Ten minutes later, they reached the service hatch at the very top of the shaft. Vane pressed his hand against the ceiling plate and activated [Tactile Pulse] one last time.

He felt them.

Vibrations. Footsteps. Dozens of them. Heavy boots pacing back and forth on the metal grating above.

"They are waiting," Vane whispered. "The Coalition. At least twenty signatures. They have fortified the exit with Earth constructs. They are waiting for us to pop the hatch."

Isole's face fell. "Then we are trapped? We can not fight twenty students in this state."

"No," Vane smiled. A cold, predatory glint appeared in his eye. It was a glint he had stolen from a long-dead gambler. "We just need to change the guest list."

He shimmied sideways along the maintenance rail until he reached a massive hydraulic junction box. It was the control mechanism for the main blast doors of the Turbine Hall. These were the doors that led to the exterior of the Spire.

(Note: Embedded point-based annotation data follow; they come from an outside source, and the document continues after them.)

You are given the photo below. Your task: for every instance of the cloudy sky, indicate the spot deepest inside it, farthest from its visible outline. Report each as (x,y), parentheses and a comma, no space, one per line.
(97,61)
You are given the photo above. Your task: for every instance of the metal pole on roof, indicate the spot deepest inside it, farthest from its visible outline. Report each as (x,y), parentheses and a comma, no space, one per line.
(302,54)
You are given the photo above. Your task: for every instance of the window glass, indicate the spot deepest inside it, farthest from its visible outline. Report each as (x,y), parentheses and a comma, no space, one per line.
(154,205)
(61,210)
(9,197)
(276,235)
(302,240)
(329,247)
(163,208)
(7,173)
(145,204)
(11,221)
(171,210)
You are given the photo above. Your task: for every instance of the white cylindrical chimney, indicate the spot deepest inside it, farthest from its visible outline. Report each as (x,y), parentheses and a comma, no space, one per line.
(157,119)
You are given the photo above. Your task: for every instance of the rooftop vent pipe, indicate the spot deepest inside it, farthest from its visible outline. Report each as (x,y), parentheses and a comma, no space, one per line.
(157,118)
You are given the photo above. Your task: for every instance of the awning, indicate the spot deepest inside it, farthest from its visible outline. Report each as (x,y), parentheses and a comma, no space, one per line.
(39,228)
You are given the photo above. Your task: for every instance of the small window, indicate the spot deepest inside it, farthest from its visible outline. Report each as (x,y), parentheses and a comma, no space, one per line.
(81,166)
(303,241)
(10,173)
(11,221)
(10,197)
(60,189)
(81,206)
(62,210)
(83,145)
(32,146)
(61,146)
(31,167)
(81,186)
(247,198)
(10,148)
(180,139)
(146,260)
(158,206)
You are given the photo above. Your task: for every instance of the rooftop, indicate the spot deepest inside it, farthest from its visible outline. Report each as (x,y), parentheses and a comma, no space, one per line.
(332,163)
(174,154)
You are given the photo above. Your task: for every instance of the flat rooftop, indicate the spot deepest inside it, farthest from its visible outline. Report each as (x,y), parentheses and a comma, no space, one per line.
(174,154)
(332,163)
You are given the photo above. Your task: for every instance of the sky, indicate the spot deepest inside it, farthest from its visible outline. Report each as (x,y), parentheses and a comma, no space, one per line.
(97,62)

Through his Grade E sense, he could feel something heavy impacting the doors from the outside. THOOM. THOOM.

It was not a hammer. It was a fist. A fist with the density of a collapsing star.

"Valerica," Vane realized. "She is punching the door. She did not take the stairs. She climbed the outside wall."

He looked at the hydraulic lock.

"Isole," Vane said. "I am going to break this lock. When I do, the blast doors open. The Coalition is facing us, which means their backs are to the door."

"You want to let Valerica in?" Isole asked.

Vane nodded before thrusting his spear into the junction box. He used the leverage to snap the pressure valve.

HISSSSS.

The hydraulic seal died.

Above them, the massive, ten-ton blast doors of the Turbine Hall groaned.

Vane pulled Isole back into the shadows of the hatch.

"Watch," Vane whispered as he pulled her close. The metal groaned above them. "The sun is about to rise."